Introducing the Shell

Overview

Teaching: 20 min
Exercises: 10 min
Questions
  • What is a command shell and why would I use one?

  • How can I move around on my computer?

  • How can I see what files and directories I have?

  • How can I specify the location of a file or directory on my computer?

Objectives
  • Describe key reasons for learning shell.

  • Navigate your file system using the command line.

  • Access and read help files for bash programs and use help files to identify useful command options.

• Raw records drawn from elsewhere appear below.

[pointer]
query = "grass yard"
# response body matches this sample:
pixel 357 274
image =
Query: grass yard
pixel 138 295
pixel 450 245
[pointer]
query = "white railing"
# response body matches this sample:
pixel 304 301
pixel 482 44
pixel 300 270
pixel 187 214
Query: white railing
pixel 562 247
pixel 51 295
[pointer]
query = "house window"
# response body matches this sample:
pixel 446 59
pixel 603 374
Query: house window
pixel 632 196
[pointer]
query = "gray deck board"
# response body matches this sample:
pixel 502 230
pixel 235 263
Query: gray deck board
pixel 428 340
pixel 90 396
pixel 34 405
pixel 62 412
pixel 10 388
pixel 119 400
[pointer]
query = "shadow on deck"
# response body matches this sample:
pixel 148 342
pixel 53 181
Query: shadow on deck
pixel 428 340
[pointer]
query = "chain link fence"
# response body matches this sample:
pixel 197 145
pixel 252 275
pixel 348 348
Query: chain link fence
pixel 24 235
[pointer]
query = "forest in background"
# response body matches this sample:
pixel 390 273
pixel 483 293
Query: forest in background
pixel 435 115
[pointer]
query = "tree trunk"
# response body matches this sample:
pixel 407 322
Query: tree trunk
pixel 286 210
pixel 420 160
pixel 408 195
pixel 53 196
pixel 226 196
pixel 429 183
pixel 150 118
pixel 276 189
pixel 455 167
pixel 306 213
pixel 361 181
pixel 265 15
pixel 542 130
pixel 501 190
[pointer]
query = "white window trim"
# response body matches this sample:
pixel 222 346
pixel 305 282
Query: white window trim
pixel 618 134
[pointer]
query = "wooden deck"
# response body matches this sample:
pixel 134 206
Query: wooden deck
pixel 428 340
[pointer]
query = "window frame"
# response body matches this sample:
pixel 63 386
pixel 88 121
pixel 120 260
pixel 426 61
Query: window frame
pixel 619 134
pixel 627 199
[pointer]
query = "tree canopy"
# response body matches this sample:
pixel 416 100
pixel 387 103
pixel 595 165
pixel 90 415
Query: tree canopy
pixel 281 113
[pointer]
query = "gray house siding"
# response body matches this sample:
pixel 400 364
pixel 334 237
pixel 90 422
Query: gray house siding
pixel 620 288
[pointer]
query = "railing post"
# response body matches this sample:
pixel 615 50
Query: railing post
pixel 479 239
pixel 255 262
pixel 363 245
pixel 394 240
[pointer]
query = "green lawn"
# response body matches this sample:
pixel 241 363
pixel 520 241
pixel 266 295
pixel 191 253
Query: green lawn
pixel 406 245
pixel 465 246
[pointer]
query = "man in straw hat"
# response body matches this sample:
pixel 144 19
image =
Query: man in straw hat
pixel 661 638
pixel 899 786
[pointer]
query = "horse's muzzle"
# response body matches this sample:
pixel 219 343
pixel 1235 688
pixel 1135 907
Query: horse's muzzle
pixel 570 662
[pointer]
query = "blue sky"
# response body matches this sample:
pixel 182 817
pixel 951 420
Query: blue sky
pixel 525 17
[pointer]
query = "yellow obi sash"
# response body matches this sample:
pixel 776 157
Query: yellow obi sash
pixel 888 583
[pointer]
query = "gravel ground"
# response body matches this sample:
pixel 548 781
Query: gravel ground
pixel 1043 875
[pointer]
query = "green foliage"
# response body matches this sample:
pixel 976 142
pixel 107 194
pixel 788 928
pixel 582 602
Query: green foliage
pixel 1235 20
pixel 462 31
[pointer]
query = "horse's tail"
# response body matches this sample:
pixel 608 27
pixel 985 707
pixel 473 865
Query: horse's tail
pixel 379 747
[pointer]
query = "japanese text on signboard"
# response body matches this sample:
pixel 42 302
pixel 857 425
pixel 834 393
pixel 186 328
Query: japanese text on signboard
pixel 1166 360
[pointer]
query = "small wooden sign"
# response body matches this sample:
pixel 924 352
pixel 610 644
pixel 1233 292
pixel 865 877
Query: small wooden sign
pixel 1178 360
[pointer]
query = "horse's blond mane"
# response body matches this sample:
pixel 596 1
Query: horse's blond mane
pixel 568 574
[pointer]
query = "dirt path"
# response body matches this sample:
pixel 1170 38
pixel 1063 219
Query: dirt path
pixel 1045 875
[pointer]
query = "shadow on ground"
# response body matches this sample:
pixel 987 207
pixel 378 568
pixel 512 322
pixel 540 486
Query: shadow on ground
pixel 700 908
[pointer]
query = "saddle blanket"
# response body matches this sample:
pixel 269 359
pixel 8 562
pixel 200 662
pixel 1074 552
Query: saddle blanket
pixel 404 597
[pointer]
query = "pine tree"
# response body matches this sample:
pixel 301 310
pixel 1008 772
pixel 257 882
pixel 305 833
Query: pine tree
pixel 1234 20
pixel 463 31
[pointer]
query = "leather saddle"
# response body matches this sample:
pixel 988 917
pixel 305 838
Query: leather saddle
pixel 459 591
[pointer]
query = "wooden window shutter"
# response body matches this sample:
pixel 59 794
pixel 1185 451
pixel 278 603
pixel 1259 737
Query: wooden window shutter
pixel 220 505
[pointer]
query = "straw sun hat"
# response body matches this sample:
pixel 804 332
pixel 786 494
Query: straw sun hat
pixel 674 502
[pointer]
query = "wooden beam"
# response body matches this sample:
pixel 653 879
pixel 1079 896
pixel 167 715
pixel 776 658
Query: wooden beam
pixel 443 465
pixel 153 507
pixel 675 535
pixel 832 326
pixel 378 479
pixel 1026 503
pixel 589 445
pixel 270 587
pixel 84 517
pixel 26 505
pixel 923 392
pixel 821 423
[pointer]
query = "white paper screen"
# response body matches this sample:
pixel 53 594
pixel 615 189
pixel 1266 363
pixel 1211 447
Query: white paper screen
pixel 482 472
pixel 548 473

  • Demonstrate the use of tab completion, and explain its advantages.

What is a shell and why should I care?

A shell is a computer program that presents a command line interface which allows you to control your computer using commands entered with a keyboard instead of controlling graphical user interfaces (GUIs) with a mouse/keyboard combination.

There are many reasons to learn about the shell.

Automation

In this lesson you will learn how to use the command line interface to move around in your file system.

How to access the shell

On a Mac or Linux machine, you can access a shell through a program called Terminal, which is already available on your computer. If you’re using Windows, you’ll need to download a separate program to access the shell.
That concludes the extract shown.